2.2 Validité des données
La validité des études dentaires obéit aux principes de toutes les études cliniques : il s’agit d’une mesure qualitative de la validité d’un résultat de recherche, et non d’une mesure mathématique comme la fiabilité. On distingue ici aussi la validité interne et la validité externe. La validité interne se réfère à l’interprétation univoque des résultats et est influencée par des erreurs systématiques (biais), telles que des erreurs dans la conception de l’étude, son exécution, la collecte des données ou encore des erreurs dans l’évaluation et l’analyse des résultats.
2.3 Preuves
Pour la classification en classes de preuves, la randomisation, la planification de la taille de l'échantillon et l'évaluation statistique, les mêmes règles s'appliquent aux études cliniques dans la région orale et maxillo-faciale qu'aux autres études cliniques.
2.4 Bonnes pratiques cliniques
Les BPC, ou Bonnes Pratiques Cliniques, désignent les normes et règles de qualité éthiques et scientifiques reconnues internationalement pour la conduite des essais cliniques sur l'être humain. Le respect des BPC garantit la protection et le consentement éclairé des participants à l'étude (aspect éthique) ainsi que la collecte de données fiables et valides. Naturellement, les essais cliniques en odontologie relèvent également des Bonnes Pratiques Cliniques.
2,5 zones
La dentisterie est un domaine où de nombreux dispositifs médicaux sont utilisés. Citons par exemple les fraises pour l'élimination des lésions carieuses, les matériaux de restauration, les aligneurs orthodontiques et les implants. C'est pourquoi le règlement MDR et la norme ISO 14155 encadrent l'approche réglementaire et la conduite des études cliniques.
La parodontologie et la chirurgie dento-alvéolaire constituent un domaine où de nombreuses études cliniques sont menées. Les sections suivantes se concentrent donc principalement sur ces deux champs de recherche.
3. Critères d'évaluation dans les essais cliniques
La recherche clinique repose sur la formulation d'une hypothèse cliniquement pertinente, susceptible d'être validée ou infirmée par des méthodes scientifiques. Cette méthode permet la définition, la mesure et l'analyse systématiques d'une question ciblée et cliniquement pertinente, afin d'obtenir une réponse exprimée sous forme de critères d'évaluation ou de résultats. Les résultats sont donc les conséquences ou les effets des interventions dans les essais cliniques, ainsi que les effets des processus biologiques étudiés dans les études observationnelles prospectives.
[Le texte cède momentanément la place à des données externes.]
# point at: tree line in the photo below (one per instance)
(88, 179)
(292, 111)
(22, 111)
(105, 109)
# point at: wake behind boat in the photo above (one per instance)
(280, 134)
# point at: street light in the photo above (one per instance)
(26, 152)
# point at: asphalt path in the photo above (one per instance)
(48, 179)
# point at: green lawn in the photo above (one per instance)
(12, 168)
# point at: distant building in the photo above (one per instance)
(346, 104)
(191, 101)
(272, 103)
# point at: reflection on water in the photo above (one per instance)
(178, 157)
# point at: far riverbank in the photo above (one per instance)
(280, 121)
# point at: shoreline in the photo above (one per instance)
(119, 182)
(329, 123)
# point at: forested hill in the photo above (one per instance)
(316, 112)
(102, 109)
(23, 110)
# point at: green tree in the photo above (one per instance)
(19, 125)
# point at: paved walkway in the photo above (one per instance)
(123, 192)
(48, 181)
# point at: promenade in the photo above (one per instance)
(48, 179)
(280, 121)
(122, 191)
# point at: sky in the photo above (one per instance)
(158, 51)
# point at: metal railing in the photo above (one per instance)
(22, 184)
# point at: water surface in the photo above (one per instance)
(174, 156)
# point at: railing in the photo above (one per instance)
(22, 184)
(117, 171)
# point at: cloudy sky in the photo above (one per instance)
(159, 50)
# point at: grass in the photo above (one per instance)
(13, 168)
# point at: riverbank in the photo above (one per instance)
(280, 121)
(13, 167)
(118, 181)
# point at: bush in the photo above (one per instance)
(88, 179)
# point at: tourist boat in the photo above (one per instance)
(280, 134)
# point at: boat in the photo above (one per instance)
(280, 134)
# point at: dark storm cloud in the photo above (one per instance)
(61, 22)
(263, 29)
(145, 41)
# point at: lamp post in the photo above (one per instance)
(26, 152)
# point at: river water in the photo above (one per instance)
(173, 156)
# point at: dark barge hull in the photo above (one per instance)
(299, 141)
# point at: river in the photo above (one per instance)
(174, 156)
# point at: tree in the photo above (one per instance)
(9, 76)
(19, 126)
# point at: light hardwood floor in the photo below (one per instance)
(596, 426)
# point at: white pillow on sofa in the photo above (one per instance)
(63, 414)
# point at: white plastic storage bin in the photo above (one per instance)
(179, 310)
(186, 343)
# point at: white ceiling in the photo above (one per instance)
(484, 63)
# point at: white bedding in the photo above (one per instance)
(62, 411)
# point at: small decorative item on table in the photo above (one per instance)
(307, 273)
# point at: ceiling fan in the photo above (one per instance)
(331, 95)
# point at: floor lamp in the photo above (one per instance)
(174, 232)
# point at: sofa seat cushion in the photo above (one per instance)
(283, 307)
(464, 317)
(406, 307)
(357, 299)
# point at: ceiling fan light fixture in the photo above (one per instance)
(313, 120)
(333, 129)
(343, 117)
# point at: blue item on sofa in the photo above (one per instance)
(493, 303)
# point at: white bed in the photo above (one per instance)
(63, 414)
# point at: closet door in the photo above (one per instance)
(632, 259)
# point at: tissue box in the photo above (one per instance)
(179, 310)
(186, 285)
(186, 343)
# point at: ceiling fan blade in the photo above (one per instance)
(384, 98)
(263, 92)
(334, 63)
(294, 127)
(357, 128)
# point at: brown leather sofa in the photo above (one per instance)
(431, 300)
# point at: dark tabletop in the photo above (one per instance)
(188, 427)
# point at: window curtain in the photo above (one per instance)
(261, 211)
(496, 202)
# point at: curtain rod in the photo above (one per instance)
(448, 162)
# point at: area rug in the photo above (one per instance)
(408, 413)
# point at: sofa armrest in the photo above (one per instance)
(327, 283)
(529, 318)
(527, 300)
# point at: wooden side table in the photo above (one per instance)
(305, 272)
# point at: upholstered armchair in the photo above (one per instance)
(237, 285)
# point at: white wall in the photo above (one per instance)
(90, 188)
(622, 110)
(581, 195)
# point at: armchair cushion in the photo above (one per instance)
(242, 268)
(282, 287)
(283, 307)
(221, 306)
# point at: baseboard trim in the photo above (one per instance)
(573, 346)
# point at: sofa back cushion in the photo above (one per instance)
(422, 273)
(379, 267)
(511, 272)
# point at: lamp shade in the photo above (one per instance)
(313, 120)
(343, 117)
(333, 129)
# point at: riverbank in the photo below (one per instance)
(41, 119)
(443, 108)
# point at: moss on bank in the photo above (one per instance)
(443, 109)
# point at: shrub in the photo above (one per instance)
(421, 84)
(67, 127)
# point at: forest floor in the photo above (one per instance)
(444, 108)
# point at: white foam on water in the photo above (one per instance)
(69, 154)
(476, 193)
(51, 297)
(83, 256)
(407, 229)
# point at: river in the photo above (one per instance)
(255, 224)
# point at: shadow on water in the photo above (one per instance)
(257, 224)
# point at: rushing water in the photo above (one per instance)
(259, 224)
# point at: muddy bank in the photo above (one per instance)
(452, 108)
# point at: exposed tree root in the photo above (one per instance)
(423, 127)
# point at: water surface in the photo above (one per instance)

Un critère d'évaluation principal est le paramètre ou la variable mesuré(e) dans une étude interventionnelle ou observationnelle ; le résultat de cette mesure apporte la réponse à la question de recherche ou valide l'hypothèse testée. Ces critères d'évaluation peuvent être évalués par le patient ou le sujet de recherche lui-même (critères d'évaluation rapportés par le patient) ou par l'investigateur ou le clinicien concernant des aspects spécifiques de l'évolution de la maladie ou de la réponse au traitement (critères d'évaluation rapportés par l'investigateur). Les critères d'évaluation principaux sont également définis comme ceux qui ont un effet tangible sur le patient (par exemple, la perte d'une dent).
En méthodologie des études cliniques, les critères d'évaluation intermédiaires (ou critères de substitution) sont définis comme des critères non directement pertinents pour les patients, mais pouvant se substituer à des critères d'évaluation importants (par exemple, la réduction de la pression artérielle comme paramètre de substitution pour la prévention des AVC). Ces critères sont souvent des marqueurs physiologiques ou biochimiques, mesurables rapidement et facilement, et considérés comme ayant une valeur prédictive pour les événements cliniques ultérieurs. Pour conclure avec fiabilité sur l'efficacité d'un traitement, il est indispensable qu'il existe une relation de cause à effet étroite entre le paramètre de substitution et le critère d'évaluation principal. On s'attend donc à ce que les variations significatives mesurées du critère de substitution suite à l'intervention testée influencent également de manière significative le critère d'évaluation principal. Cette affirmation est controversée à bien des égards, notamment dans le cadre de l'étude et du traitement des maladies chroniques à étiologie multifactorielle, comme la parodontite, où l'évaluation d'un aspect de la maladie n'exclut pas un résultat différent par une autre voie ou l'influence d'autres facteurs de confusion non identifiés par le critère de substitution étudié.
Les résultats de la recherche clinique sont également classés en résultats « primaires » et « secondaires ». Les résultats primaires permettent de répondre à la question de recherche ou de valider l’hypothèse testée. Ils sont donc au cœur de l’analyse des données et servent à tirer les conclusions de l’étude. Il est également indispensable d’en tenir compte pour le calcul de la taille de l’échantillon. Idéalement, la recherche clinique devrait utiliser les résultats observés comme résultats primaires, mais comme mentionné précédemment, ces résultats sont généralement difficiles à évaluer dans les études interventionnelles ou observationnelles à court ou moyen terme.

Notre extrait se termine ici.